14/10/2020 di Manuela Antonacci

La storia dell’atleta italiana transgender verrà propagandata anche con un film

Tempo fa avevamo parlato della storia di Valentina Petrillo, atleta transgender ipovedente a causa di una malattia incurabile, che aveva iniziato il percorso di transizione nemmeno due anni fa e adesso gareggia nella categoria femminile. Peraltro Petrillo, fino al 2018 si chiamava Fabrizio, e aveva già conquistato diversi titoli nella sua categoria paraolimpica, aveva un matrimonio alle spalle e un figlio. Ora la sua storia diventerà addirittura un film.

“Aver rotto certi schemi nel mondo dello sport è la cosa più forte che ho fatto” ha raccontato Petrillo a Fanpage.it. Chissà se la pensano così le atlete della categoria in cui ora gareggia. Una storia presentata come un esempio di libertà, addirittura “una pagina importantissima nella storia dei diritti Lgbt” ma che ovviamente calpesta i diritti altrui, se si pensa al netto svantaggio fisico in cui si trovano a competere le sue compagne di gara, adesso.

Inoltre, nel parlare del suo percorso di transizione racconta: “Per prima cosa l'ho detto a mia moglie. Quando lei non c'era indossavo i suoi vestiti, mettevo lo smalto, mi truccavo. Ma stavo male”. Tutto questo verrà rappresentato nel film in produzione e ci chiediamo se verrà sottolineato solo il suo di “strazio” e non anche quello di sua moglie che d’improvviso si è vista fallire il matrimonio ma, soprattutto, ha visto l’uomo che amava, trasformarsi in una persona totalmente diversa e senza nemmeno avere il tempo di rendersene conto (la transizione di Petrillo è iniziata appena un anno dopo il matrimonio).

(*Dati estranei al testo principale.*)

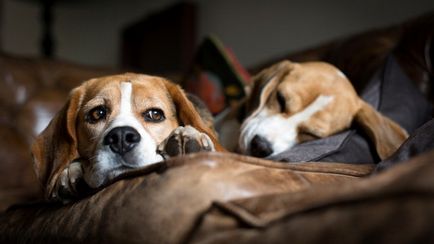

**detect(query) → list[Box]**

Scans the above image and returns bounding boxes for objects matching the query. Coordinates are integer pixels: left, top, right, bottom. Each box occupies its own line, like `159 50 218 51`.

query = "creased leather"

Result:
0 153 373 243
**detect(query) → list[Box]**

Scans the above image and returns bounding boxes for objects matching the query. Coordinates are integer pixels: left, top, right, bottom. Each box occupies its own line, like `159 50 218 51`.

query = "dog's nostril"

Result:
250 135 273 158
125 132 140 143
103 126 140 155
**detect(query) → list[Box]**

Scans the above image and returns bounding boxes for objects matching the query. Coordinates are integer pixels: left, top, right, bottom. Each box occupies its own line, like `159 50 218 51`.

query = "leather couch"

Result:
0 10 434 243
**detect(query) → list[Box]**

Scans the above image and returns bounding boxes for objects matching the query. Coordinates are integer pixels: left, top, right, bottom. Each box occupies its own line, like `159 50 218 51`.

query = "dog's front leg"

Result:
157 125 215 159
50 159 89 204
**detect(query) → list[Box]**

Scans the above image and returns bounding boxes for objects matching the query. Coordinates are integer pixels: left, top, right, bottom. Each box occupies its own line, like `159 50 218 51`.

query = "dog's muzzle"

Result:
103 126 141 156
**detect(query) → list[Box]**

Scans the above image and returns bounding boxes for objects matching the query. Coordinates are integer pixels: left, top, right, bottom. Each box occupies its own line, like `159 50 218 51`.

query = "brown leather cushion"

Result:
188 151 434 243
0 153 373 243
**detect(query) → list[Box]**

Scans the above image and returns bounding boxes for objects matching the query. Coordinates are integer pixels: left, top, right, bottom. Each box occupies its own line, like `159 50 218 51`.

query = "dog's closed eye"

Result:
276 92 286 113
143 108 166 123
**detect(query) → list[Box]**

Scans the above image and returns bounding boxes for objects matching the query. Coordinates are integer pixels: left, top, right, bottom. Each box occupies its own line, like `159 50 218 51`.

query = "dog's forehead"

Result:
83 73 166 98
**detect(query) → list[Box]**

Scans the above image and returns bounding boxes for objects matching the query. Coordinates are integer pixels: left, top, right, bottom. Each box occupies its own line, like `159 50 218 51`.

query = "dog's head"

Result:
239 61 407 158
32 73 219 196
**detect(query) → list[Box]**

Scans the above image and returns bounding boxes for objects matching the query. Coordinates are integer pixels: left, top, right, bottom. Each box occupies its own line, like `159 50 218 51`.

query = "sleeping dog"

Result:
32 73 223 200
239 61 408 159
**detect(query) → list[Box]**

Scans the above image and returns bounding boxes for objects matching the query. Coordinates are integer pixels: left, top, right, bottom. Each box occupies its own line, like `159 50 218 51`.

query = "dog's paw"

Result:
51 161 85 204
157 125 215 158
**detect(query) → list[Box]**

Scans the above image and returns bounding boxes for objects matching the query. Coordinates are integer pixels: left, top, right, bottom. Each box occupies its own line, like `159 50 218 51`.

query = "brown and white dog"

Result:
239 61 408 159
32 73 223 200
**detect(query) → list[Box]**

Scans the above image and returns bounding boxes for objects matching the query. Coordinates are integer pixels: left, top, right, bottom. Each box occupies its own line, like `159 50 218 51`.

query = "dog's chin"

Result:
84 152 163 188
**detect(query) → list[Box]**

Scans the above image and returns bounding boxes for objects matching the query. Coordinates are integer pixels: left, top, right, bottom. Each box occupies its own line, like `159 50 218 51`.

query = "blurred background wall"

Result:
0 0 434 67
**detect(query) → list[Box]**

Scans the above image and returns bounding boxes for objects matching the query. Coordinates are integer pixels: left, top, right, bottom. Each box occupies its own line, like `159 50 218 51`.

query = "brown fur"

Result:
32 73 224 197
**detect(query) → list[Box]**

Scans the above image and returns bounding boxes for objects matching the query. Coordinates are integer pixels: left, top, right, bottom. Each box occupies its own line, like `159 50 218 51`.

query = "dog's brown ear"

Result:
164 80 226 152
246 60 294 114
355 100 408 160
31 87 83 198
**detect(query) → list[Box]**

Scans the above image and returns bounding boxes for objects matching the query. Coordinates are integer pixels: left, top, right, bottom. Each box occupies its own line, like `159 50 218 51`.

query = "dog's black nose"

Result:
104 126 140 155
250 135 273 158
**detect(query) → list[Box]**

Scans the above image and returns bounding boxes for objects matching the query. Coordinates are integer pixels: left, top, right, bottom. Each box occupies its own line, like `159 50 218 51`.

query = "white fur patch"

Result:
239 95 333 155
84 82 163 187
336 70 347 79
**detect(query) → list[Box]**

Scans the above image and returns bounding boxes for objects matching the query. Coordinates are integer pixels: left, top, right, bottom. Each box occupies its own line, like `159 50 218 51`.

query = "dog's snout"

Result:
250 135 273 158
104 126 141 155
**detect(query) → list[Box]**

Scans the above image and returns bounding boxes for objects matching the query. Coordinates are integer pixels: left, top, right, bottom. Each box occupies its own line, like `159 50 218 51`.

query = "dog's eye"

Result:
86 106 107 124
276 92 286 112
143 108 166 122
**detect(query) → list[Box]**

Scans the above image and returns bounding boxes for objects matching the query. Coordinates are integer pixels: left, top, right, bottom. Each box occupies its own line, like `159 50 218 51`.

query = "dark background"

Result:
0 0 434 72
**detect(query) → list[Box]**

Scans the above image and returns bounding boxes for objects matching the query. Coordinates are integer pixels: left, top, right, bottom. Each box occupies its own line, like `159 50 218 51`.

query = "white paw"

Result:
51 161 83 203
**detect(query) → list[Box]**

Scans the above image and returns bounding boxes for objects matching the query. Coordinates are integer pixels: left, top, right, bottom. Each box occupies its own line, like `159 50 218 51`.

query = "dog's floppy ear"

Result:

Di quel figlio che oggi è ancora un bambino Petrillo dice: “Sta vedendo i miei cambiamenti, mi ha fa moltissime domande e continua a chiamarmi papi: non ha un padre maschio come tutti gli altri, ma sicuramente ha un padre che sarà sempre con lui. Vedremo col tempo, la mia è una cosa molto in evoluzione: ha visto trasformarsi il papi in una donna e per adesso lo vedo tranquillo”. Ci chiediamo, però, che genere di utilità possa avere un film di questo tipo, soprattutto se propaganderà l’idea di uno sport “aperto” all’ingresso degli atleti transgender e per questo rischioso per la sana competizione sportiva.